Process binding for pure MPI tests #138

Open casparvl opened 2 months ago

casparvl commented 2 months ago

I'm seeing some strange performance issues with the GROMACS test on our system. I.e. occasionally, it just runs 10 times slower. Looking at htop, I see individual cores not being used - even though I would have expected each core to be running a single process (the GROMACS test is pure MPI).

The generated job script looks like this for a 2-node test:

#!/bin/bash
#SBATCH --job-name="rfm_EESSI_GROMACS_bd8ac108"
#SBATCH --ntasks=256
#SBATCH --ntasks-per-node=128
#SBATCH --cpus-per-task=1
#SBATCH --output=rfm_job.out
#SBATCH --error=rfm_job.err
#SBATCH --time=0:30:0
#SBATCH -p rome
#SBATCH --export=None
source /cvmfs/software.eessi.io/versions/2023.06/init/bash
module load GROMACS/2024.1-foss-2023b
export OMP_NUM_THREADS=1
curl -LJO https://github.com/victorusu/GROMACS_Benchmark_Suite/raw/1.0.0/HECBioSim/Crambin/benchmark.tpr
mpirun -np 256 gmx_mpi mdrun -nb cpu -s benchmark.tpr -dlb yes -npme -1 -ntomp 1

I checked the binding of each process. To my surprise, the processes were bound to NUMA domains. I would never have expected that. According to https://www.open-mpi.org/doc/current/man1/mpirun.1.php when the number of processes is larger than 2, binding should be to socket.
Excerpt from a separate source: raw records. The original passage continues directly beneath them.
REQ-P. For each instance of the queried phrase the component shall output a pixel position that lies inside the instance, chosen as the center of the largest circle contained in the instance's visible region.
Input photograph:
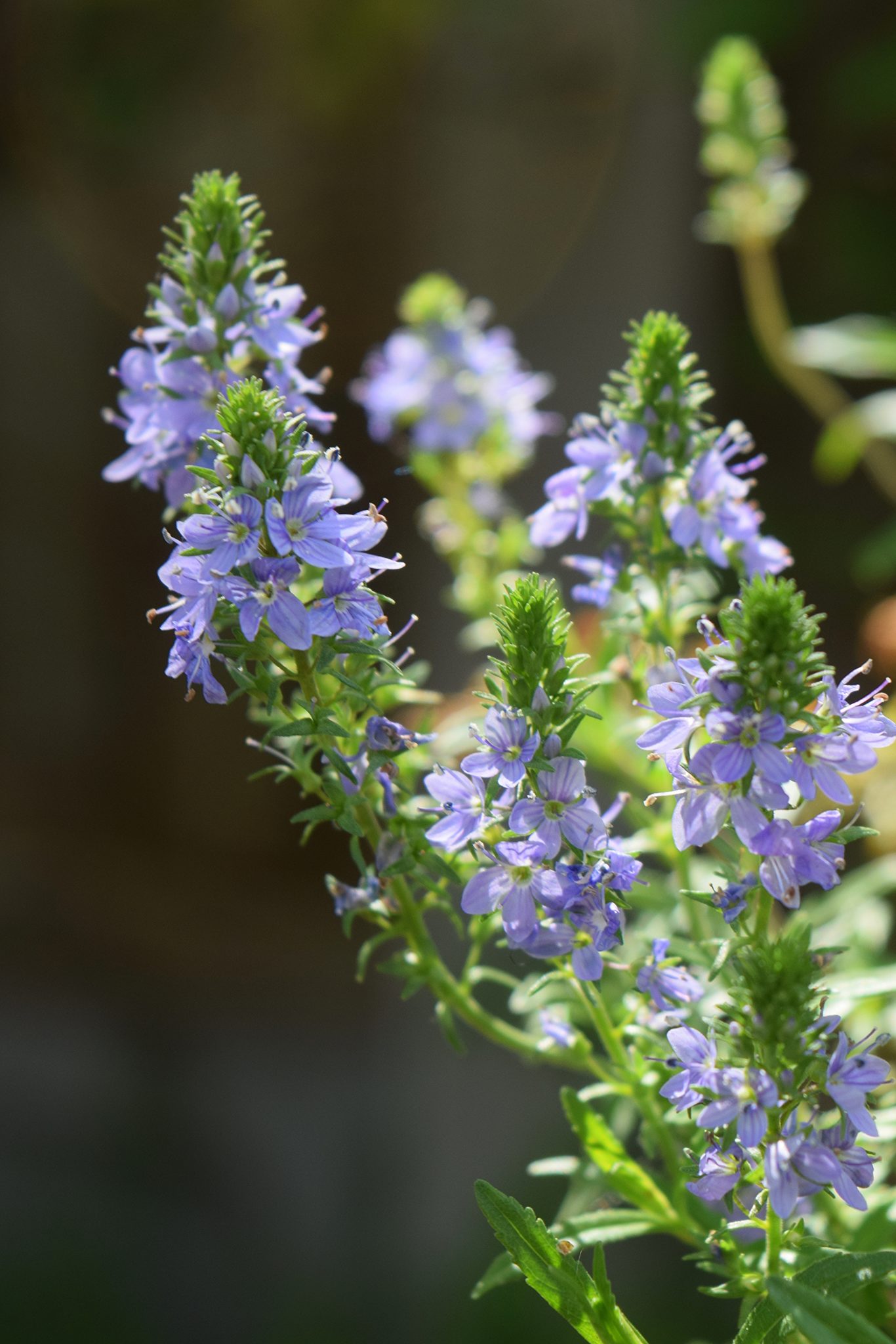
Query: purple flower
(452, 421)
(270, 322)
(781, 1175)
(733, 900)
(699, 1059)
(550, 938)
(562, 809)
(666, 984)
(556, 1030)
(566, 511)
(832, 1158)
(462, 801)
(704, 804)
(863, 719)
(360, 533)
(193, 662)
(680, 718)
(191, 613)
(347, 605)
(615, 869)
(798, 855)
(305, 523)
(715, 514)
(748, 738)
(602, 576)
(448, 382)
(508, 746)
(852, 1073)
(765, 555)
(386, 736)
(512, 883)
(230, 534)
(600, 924)
(603, 461)
(269, 597)
(718, 1172)
(352, 898)
(821, 759)
(743, 1096)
Note that both binding to NUMA domain and to socket are potentially bad for the reproducibility of test performance: to make this performance predictable, I would just like to bind to core. I'm wondering if we shouldn't just call the set_compact_process_binding hook for this test... I'm not sure if this is the cause of my performance variation, but it seems like a good idea to me to enforce binding to core (which is essentially done by set_compact_process_binding) for the GROMACS test (and potentially others).

Right now, set_compact_process_binding is only used in the TensorFlow test, where it is quite essential (since that is a hybrid test).

boegel commented 2 months ago

Maybe @victorusu has some experience with this for GROMACS?

casparvl commented 2 months ago

See https://github.com/EESSI/test-suite/pull/139 . I seem to get both better and more consistent performance with binding. Since reproducibility of the performance is important, I'd be in favor of enabling it (I'd probably even be in favor if the performance was worse, as long as it is more consistent :P).